A team of doctors in Toronto have successfully completed a full hand and forearm transplant, a first for Canada. The surgery, which took 18 surgeons about 14 hours, is expected to be a deciding factor in getting the experimental procedure approved in Canada.
The procedure was performed at Toronto Western Hospital and took over a year of preparation. The patient, a 49-year-old woman, had lost her arm below the elbow after an accident a few years prior.
While there have been 110 hand transplants done worldwide so far, this is new territory for Canadian physicians.
“It’s not a breakthrough as far as doing a new operation,” said Steven McCabe, director of the Toronto Western Hospital’s hand and upper extremity transplant program and the lead surgeon in the procedure, in an interview with the Globe and Mail. “But it means that we have it available now here and that we have a capability of doing this procedure.”
The surgery used a donated limb, along with steel plates and metal screws. The nerves from the donated limb and the patient had to be connected, and experts are hopeful that she will gain feeling in the hand within 200 days.
They are expecting the hand and forearm’s condition to continue improving over two years. She will also require immediate intensive rehabilitation, and will have to take medication for the rest of her life to prevent the hand from being rejected.
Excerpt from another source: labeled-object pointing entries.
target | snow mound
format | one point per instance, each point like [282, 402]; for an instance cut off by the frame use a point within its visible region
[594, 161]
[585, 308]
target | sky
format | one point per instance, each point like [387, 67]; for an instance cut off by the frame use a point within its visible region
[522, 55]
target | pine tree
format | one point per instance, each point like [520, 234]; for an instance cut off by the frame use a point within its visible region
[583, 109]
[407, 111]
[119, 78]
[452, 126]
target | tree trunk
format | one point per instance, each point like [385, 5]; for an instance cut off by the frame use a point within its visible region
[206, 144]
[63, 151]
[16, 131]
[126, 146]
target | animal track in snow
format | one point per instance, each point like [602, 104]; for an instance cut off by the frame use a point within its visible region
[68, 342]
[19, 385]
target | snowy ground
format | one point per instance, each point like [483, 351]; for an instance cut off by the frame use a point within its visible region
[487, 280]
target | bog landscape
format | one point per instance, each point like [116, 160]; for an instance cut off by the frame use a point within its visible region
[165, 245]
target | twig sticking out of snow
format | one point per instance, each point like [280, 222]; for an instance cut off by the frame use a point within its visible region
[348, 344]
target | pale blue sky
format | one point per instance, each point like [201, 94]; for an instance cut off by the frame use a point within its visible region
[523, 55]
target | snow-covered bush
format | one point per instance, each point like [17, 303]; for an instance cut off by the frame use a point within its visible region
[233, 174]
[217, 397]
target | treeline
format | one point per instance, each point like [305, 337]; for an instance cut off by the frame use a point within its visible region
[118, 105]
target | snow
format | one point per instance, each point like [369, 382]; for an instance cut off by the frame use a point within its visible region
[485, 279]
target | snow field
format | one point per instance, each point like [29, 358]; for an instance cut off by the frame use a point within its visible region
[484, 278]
Hand transplants typically have a 95 to 97 per cent five-year success rate, and the patient appears to be in good condition, McCabe said.
This being said, there are some outliers in these statistics. The first person to receive a hand transplant actually asked for it to be re-amputated due to psychological distress for example. The long road to recovery will be as mentally taxing as it will be physically.
Hand transplants are an especially divisive topic in the medical community because while they may improve functionality, they’re not strictly necessary, and many people are able to live well with only one hand.
Additionally, some of the drugs used to block the body from rejecting the hand have side effects that range between nausea and dizziness to kidney failure and cancer. Whether or not these negatives outweigh the positives really depends on the patient and their pre-surgery condition.
Transplanting body parts is by no means a new frontier. The first hand transplant was performed in 1964, but it only lasted a week before being rejected by the patient’s body.
However, through new breakthroughs in immunology and the creation of better immunosuppressants we are getting closer to smoother, more ideal transplants. For example, a human head transplant has officially been scheduled for December 2017.
What would once be regarded as a blurb on the back cover of a Philip K. Dick novel is now a factual headline. The future is now.